И тут Бредяев звонко хлопнул себя по лбу и рассмеялся. Собеседник посмотрел на него, как на умалишённого.
— Чистильщик! — прокричал Бредяев в растерянное лицо дежурного, поднимая рукав пиджака. — А был ли мальчик?!
— Что вы собираетесь сделать? — испугался дежурный, впиваясь в лицо Петра Сергеевича пристальным взглядом.
А пальцы Бредяева быстро ухватились за кнопку завода на часах. Оттянули.
— Не-ет! — закричал дежурный перекошенным ртом.
Но пальцы уже яростно вертели кнопку, переводя стрелки…
Стрелочник Иван Мессершмидт по прозвищу Партизан, безмятежно спящий в зарослях бузины, в пьяном угаре, вздрогнул и проснулся со странным чувством, что время пошло вспять.
В свете солипсизма, в тени акации
И сотворил Бог борщ. И увидел он, что это хорошо. И сотворил Бог водку. И узрел, что это тоже хорошо, но плохо. И был вечер, и было утро, день субботний. И в мире по-прежнему нет совершенства, а совершенство никак не примирится с самим собой.

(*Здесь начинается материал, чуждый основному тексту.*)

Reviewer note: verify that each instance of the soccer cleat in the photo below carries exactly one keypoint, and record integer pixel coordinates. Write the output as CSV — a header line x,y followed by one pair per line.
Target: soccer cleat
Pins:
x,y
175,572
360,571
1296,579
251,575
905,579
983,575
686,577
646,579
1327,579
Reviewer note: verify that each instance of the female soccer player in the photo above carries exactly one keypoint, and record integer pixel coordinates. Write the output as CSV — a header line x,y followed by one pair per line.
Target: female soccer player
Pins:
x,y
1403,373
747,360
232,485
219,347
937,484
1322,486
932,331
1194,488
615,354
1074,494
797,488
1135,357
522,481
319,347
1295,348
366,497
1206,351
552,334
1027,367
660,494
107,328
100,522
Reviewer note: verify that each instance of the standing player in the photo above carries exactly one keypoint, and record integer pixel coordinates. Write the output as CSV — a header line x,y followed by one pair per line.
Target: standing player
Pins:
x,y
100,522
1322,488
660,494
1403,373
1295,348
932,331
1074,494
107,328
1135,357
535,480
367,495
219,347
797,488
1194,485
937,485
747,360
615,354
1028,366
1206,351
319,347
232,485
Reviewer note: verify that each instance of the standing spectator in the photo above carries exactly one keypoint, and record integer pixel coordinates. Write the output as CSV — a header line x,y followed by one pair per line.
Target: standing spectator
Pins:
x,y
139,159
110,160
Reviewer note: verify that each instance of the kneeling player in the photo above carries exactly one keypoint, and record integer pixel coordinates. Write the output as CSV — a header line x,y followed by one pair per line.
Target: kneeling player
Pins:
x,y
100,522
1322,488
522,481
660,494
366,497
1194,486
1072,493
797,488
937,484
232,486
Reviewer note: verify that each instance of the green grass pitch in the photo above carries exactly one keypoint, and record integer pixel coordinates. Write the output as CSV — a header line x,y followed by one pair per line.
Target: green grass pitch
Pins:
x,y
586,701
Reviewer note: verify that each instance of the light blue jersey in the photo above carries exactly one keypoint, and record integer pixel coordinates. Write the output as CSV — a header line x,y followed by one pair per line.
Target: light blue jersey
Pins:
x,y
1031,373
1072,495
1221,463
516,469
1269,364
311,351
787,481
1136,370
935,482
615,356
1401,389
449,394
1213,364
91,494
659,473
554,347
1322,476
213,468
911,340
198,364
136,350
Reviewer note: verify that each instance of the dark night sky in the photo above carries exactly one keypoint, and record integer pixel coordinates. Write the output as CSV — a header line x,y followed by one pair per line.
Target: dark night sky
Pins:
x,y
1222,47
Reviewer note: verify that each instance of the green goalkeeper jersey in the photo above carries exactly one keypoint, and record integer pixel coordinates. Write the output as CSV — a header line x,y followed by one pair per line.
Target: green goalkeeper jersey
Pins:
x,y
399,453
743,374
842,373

«Да, нет в мире совершенства!» — вздыхает Бог.
Он скучает по Адаму. Он с улыбкой вспоминает Еву. И до сих пор не может простить Сатане. Укоряет себя в злопамятстве, но ничего не может с собой поделать.

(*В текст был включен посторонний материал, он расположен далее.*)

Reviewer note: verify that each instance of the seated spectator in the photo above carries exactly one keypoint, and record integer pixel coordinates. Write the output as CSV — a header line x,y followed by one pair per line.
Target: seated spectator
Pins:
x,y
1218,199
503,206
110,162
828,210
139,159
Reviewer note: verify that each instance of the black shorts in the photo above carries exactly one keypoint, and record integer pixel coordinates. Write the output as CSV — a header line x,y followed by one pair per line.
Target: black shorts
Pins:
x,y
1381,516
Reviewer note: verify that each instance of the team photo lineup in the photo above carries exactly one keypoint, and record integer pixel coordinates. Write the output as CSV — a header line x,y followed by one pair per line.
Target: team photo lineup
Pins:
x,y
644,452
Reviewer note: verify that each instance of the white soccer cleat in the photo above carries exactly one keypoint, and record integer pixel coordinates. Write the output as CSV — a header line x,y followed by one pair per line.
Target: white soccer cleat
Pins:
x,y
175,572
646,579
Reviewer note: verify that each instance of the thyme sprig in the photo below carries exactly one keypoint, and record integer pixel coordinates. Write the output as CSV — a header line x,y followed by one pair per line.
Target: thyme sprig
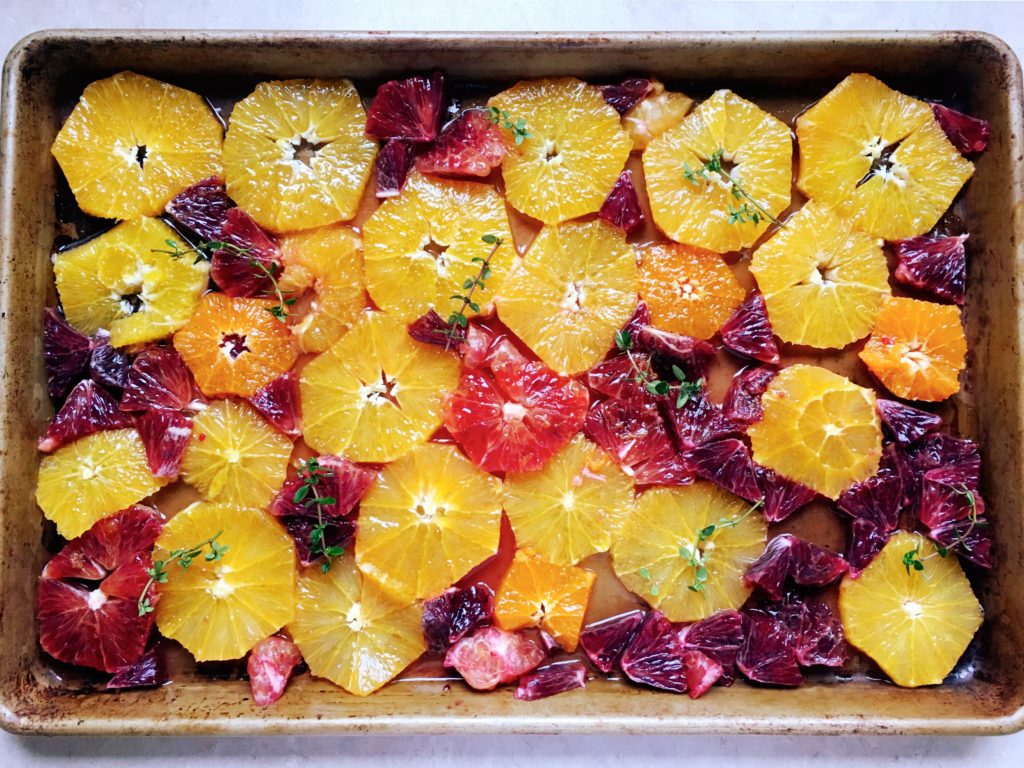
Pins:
x,y
158,573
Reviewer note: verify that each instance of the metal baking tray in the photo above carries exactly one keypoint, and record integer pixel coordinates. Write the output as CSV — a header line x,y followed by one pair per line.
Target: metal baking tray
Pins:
x,y
782,72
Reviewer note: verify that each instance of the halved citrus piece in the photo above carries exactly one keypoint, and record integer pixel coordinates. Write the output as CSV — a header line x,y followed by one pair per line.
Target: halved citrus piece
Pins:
x,y
879,158
92,478
419,247
429,518
126,281
574,288
236,457
235,346
819,429
538,593
916,348
822,280
329,261
687,290
752,146
685,549
296,156
218,608
376,393
915,624
569,509
573,154
352,632
132,142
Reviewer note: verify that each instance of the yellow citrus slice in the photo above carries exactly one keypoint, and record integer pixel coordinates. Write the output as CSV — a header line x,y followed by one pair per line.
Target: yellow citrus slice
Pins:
x,y
915,624
819,429
664,550
218,609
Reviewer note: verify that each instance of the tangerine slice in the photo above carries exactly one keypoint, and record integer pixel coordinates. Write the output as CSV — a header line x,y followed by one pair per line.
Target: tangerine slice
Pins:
x,y
420,246
218,609
569,510
352,632
688,290
823,282
819,429
538,593
573,289
430,518
235,346
914,624
376,393
660,549
916,349
574,153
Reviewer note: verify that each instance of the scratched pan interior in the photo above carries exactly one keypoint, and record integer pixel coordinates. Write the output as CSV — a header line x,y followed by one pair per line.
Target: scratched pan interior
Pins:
x,y
783,72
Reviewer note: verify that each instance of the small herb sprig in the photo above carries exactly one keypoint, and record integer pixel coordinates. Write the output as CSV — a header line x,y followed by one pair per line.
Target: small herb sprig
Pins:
x,y
749,210
503,119
183,557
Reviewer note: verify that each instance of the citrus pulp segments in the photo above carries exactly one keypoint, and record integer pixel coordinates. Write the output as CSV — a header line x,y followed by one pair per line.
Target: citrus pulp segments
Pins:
x,y
647,556
430,517
573,289
916,349
296,156
376,393
576,151
219,609
92,478
914,624
404,274
819,429
845,133
235,457
125,282
100,145
538,593
759,145
329,260
569,509
350,631
687,290
822,281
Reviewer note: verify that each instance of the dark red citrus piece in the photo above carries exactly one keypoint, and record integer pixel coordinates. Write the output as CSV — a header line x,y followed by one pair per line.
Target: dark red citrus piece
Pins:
x,y
627,94
748,332
622,207
904,423
968,134
456,612
148,672
165,436
470,145
279,403
88,409
548,681
87,597
66,352
391,168
270,664
159,380
409,109
491,656
701,672
604,641
934,263
202,208
768,654
654,656
516,415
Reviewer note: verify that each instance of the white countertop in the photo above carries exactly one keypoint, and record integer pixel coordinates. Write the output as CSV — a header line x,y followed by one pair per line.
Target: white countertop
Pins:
x,y
17,17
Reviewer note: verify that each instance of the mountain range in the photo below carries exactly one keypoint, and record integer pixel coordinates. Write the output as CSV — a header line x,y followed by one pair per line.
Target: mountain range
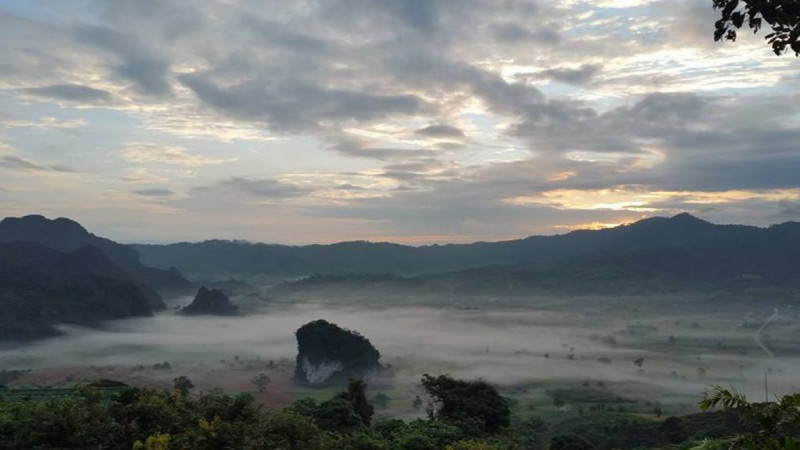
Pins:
x,y
679,250
54,271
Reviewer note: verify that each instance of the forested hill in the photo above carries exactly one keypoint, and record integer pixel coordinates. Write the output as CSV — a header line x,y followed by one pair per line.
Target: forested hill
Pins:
x,y
65,235
679,236
41,287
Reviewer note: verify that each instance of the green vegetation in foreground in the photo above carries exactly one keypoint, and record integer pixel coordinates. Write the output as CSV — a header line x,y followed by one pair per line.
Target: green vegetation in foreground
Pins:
x,y
462,415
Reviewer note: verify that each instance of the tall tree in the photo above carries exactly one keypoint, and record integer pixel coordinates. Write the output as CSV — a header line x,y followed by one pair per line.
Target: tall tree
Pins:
x,y
782,15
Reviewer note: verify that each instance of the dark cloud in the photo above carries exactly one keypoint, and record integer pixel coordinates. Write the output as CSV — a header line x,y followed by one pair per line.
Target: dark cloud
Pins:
x,y
295,104
351,147
142,65
155,192
256,187
71,92
440,131
580,76
510,32
17,163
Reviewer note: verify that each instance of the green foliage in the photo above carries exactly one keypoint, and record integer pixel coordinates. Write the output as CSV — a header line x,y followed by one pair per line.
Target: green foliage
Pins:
x,y
474,406
782,15
182,385
356,396
321,342
778,421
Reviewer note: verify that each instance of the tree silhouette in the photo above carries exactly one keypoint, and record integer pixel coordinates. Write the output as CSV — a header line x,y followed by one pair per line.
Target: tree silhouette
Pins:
x,y
183,385
782,15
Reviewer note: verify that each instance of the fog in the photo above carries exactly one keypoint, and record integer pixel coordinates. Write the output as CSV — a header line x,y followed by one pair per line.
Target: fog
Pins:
x,y
510,347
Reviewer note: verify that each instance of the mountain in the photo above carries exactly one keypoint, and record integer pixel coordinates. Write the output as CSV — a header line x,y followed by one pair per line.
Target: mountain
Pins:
x,y
210,302
646,238
66,236
327,353
682,253
41,287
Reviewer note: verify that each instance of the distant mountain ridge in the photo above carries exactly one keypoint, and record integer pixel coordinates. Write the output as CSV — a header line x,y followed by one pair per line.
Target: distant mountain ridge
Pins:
x,y
41,287
66,235
681,232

С тех пор, как Бог ушёл по-английски и остался бесконечно един в своём триединстве, он прочувствовал вкус чревоугодия и из садовника превратился в повара. Когда на печи бурлит почти готовый борщ, и посвистывает чайник, в мир нисходит благодать, неутолимая как время и бесконечная, как океанский прибой.

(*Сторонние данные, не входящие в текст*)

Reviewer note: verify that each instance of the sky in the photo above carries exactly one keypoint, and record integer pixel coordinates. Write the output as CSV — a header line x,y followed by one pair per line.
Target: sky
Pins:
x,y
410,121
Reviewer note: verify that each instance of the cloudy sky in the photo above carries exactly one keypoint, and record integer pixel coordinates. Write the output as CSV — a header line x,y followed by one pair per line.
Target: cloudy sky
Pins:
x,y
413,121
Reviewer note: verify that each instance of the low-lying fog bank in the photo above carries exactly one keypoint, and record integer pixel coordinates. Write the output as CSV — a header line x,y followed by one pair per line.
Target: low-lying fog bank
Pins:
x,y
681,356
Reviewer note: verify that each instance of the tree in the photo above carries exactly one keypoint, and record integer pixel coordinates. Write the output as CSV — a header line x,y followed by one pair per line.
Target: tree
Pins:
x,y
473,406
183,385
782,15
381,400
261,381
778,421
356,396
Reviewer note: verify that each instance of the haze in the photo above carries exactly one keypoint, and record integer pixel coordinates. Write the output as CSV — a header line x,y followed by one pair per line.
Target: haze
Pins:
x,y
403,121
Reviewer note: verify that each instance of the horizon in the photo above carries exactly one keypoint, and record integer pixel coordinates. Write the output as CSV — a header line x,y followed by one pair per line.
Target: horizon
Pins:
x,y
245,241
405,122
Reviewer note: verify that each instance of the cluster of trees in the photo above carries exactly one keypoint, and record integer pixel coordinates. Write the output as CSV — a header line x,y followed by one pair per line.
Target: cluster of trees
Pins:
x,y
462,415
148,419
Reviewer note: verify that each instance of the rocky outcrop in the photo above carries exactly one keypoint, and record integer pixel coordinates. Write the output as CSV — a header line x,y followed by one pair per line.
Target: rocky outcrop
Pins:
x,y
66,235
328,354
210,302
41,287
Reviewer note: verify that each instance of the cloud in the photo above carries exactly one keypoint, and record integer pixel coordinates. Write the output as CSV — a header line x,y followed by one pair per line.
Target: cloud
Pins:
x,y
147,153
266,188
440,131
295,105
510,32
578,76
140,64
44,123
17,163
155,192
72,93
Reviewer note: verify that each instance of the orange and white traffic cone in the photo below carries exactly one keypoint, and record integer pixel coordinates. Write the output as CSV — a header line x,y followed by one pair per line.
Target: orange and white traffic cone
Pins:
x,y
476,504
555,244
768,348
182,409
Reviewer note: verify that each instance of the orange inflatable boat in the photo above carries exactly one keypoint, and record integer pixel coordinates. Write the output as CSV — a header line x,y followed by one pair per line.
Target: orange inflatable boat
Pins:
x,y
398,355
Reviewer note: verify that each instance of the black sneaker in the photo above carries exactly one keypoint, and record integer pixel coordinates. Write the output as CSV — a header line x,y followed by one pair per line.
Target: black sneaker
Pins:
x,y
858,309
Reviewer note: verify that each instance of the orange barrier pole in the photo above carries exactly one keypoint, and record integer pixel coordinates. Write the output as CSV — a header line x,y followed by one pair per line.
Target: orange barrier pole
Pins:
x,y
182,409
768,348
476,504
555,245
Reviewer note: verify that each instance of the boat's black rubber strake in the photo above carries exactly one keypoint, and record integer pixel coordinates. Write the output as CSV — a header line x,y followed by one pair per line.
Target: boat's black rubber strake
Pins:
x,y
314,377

Режется аппетитно похрустывающий корочкой пшеничный хлеб, приносится из ледника полуштоф. На блюдо выкладываются свиные уши и сало, ставится на стол баварская горчица и хреновина. У окна, в корзинке, сизовеют боками инжиры, гроздится виноград, рыжо улыбаются мандарины (вот только яблоки Бог так и не приучил себя есть). На этажерке рядом дожидаются чая пряники, сливовый мармелад и кулич.
По воскресеньям Бог ходит к ксёндзу Якову и получает у него индульгенцию в счёт будущего недельного праздника живота. Яков не говорит Богу, что индульгенции не в его компетенции, и старательно, красивым почерком, хоть и с ошибками, заполняет вычурным текстом лист, выдернутый из тетради в клетку. У Бога уже много таких листков, он с удовольствием показывает их ангелам. Ангелы иронически усмехаются и качают головами. Их заботит только величие Бога — ни его отчаянный юмор, ни его жалостливость им не понятны.
После чаепития с курником Бог и Яков спорят о богословских вопросах. Об ответах тоже спорят, но Богу приходится туго, потому что Яков знает все вопросы, а Бог знает далеко не все ответы. Когда спор заходит в тупик, настаёт очередь вишнёвой наливки.
После наливки, чуть хмельные, они выходят в сад и размещаются на скамеечке в тени акации, чтобы выкурить трубочку-другую за игрой в шашки. Яков обычно проигрывает. Тогда он начинает сердиться и обвинять Бога в солипсизме. Бог благодушно улыбается и гладит по головке Зоеньку, Яковову внучку.
К вечеру Бог возвращается домой и долго сидит на кухне, не зажигая света. В темноте он много курит и скрывает от ангелов своё одиночество. «Солипсизм! — шепчет он. — В свете солипсизма — может и правда… Может, выдумал я вас всех, а на самом-то деле вас и нет…»
А в доме ксёндза спит в своей постели Зоенька, и ей снится самый настоящий Бог — такой, как на картинке в детской библии.